Retailers across the board benefited from strong consumer spending, lower gasoline prices and cooler weather. An exception was discount stores, which were hurt by strong comparisons to last year, when sales surged following Hurricane Katrina.
In addition to those broader trends, department stores also benefited from the wave of consolidation that has swept the industry, analysts said.
In the wake of mergers, such as Federated Department Stores acquisition of the May Department Stores’ Company, dozens of overlapping or under-performing stores were closed, resulting in the displacement of about $3 billion in sales annually, according to Deutsche Bank analyst Bill Dreher.
“There are huge market share shifts available, and department stores are in a good position to capture those gains,” Dreher said.
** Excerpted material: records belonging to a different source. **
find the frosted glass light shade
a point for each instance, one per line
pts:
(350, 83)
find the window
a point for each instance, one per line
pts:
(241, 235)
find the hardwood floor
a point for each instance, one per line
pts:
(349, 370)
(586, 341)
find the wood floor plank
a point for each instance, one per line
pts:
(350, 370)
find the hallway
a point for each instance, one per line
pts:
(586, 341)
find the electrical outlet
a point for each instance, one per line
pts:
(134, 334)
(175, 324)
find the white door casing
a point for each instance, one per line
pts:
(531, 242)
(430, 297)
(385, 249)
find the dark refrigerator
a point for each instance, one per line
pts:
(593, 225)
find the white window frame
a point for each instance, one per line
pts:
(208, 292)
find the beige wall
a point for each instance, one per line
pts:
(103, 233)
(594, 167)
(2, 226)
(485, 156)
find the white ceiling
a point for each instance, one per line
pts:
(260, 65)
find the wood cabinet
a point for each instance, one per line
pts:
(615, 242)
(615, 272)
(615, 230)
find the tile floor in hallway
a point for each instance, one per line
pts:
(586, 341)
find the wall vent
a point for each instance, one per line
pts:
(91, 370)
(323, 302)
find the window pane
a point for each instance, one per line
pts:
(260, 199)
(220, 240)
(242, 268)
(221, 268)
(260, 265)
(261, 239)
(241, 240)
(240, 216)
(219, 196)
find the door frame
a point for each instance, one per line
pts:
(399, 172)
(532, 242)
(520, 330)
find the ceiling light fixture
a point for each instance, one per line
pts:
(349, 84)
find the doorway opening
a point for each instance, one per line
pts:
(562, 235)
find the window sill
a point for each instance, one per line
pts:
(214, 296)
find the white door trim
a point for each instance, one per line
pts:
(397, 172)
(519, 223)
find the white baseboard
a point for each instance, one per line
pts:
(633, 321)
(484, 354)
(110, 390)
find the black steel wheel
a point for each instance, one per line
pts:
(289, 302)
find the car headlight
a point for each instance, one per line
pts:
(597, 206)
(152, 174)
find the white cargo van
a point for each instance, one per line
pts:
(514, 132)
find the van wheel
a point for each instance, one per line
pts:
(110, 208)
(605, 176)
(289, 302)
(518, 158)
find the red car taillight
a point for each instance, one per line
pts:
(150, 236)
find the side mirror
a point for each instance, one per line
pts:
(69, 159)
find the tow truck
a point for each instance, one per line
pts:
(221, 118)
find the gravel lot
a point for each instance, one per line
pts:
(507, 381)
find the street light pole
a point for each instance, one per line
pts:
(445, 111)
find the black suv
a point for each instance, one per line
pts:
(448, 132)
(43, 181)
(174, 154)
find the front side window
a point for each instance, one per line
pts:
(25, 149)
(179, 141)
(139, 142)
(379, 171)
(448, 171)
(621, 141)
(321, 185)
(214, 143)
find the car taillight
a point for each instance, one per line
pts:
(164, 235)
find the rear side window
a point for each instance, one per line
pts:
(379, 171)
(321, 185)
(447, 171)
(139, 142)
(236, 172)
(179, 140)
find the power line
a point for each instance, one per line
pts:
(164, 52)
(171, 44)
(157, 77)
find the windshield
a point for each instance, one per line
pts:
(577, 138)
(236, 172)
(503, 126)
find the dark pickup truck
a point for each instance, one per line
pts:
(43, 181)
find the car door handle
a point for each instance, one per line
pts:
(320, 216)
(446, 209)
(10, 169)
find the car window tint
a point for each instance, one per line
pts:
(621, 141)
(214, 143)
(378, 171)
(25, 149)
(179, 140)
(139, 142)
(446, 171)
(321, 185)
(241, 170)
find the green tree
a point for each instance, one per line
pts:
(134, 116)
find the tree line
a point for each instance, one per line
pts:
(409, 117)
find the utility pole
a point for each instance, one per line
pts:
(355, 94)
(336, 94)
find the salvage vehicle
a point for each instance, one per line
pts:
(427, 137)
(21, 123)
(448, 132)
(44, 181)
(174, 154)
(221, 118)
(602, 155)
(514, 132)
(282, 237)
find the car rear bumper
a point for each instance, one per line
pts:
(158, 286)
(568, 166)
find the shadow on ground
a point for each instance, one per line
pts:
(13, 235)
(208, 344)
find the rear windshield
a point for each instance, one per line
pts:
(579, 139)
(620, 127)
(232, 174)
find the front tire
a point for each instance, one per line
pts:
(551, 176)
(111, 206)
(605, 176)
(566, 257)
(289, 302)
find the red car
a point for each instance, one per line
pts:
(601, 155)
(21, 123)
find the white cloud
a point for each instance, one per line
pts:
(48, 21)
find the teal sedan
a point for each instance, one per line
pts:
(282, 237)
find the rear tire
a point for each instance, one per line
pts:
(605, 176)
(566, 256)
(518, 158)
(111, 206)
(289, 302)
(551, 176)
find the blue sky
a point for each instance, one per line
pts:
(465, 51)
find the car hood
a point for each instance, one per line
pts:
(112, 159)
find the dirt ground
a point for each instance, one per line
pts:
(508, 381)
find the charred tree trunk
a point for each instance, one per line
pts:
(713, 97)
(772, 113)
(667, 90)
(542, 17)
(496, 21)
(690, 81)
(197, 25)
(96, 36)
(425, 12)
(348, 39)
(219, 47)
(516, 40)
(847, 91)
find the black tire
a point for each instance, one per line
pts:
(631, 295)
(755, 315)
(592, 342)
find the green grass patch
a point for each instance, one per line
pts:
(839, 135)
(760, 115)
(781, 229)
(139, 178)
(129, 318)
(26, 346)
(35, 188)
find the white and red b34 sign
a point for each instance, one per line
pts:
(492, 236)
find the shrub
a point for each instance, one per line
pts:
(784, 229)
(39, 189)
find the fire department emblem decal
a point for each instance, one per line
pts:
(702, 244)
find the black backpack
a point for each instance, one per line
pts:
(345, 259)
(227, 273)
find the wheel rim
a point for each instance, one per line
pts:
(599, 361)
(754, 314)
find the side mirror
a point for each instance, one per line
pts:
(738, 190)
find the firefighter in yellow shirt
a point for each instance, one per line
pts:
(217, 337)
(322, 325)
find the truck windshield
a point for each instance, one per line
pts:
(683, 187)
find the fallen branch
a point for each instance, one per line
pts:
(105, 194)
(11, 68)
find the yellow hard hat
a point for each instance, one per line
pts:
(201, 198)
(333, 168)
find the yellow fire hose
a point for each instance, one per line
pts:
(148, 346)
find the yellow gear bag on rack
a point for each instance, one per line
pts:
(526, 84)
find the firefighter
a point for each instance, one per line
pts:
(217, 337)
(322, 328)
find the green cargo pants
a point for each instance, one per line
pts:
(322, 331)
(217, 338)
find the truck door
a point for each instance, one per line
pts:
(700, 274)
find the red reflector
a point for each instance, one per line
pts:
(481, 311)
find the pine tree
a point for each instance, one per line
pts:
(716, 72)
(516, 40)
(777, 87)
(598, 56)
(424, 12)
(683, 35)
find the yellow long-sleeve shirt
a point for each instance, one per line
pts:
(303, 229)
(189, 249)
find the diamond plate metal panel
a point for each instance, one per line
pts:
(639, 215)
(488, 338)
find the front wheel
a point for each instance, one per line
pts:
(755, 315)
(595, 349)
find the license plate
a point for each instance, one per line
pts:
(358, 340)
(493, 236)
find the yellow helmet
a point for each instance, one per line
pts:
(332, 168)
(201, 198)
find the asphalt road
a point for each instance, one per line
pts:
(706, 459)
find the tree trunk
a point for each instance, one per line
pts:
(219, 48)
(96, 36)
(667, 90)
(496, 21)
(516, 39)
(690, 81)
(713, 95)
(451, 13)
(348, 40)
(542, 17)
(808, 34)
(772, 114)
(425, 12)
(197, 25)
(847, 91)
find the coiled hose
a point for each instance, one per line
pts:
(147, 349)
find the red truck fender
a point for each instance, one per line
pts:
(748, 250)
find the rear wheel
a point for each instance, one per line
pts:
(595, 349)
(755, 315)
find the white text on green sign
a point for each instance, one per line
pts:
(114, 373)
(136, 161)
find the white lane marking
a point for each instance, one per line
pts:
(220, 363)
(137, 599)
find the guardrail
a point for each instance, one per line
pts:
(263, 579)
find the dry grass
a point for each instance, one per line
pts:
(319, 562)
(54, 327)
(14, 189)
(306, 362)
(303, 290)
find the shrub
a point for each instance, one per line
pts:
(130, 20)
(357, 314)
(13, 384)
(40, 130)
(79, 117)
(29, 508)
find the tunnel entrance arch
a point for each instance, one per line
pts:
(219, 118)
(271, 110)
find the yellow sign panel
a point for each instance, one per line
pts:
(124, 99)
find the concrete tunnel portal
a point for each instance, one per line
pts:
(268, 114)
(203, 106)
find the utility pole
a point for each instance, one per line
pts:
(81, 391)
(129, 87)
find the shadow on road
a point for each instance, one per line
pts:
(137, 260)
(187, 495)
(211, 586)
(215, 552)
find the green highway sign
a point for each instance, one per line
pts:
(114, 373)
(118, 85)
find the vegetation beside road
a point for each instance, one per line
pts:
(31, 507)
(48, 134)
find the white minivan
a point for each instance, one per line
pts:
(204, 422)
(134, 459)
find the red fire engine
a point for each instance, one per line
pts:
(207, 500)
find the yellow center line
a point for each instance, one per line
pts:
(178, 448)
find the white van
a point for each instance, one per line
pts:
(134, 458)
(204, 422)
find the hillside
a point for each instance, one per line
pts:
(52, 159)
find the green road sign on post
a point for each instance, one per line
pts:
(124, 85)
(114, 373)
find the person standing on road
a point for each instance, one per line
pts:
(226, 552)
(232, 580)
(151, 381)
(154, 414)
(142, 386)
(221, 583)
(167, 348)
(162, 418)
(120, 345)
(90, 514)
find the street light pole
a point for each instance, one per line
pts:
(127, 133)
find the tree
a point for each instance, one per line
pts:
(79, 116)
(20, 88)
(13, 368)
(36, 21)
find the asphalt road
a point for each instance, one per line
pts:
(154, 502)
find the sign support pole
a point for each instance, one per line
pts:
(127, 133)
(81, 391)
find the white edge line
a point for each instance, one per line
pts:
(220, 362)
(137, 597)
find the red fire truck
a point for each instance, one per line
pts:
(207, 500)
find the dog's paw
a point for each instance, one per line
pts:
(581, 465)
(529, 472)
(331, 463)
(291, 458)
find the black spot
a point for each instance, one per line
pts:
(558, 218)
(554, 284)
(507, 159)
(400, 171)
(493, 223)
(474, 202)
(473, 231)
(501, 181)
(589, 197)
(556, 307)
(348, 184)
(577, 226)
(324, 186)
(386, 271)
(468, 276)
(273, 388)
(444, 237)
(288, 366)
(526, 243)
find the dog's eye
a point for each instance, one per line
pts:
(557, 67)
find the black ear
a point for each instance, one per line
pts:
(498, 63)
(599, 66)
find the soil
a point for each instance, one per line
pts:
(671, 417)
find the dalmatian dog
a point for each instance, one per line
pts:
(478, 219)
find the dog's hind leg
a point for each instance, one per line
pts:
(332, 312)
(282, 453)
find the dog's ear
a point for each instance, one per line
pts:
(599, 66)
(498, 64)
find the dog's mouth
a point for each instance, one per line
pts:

Once derided as a “sea of sameness” in terms of the clothing they sold, department stores have slowly moved to reinvent themselves over the past decade by offering more exclusive and fashion-forward items. At the same time, these stores have tried to wean customers off the heavy discounts that they had come to expect.
“The department store is a smaller piece of the overall market today, but it’s a much more efficient model than what existed 15 years ago,” said Richard Hastings, an analyst with Bernard Sands.
Some of the best performers were Kohl’s, which saw year-over-year sales rise 16.3 percent for the month, Nordstrom, with a 13.4 percent gain, and Saks Inc., with a 10 percent increase.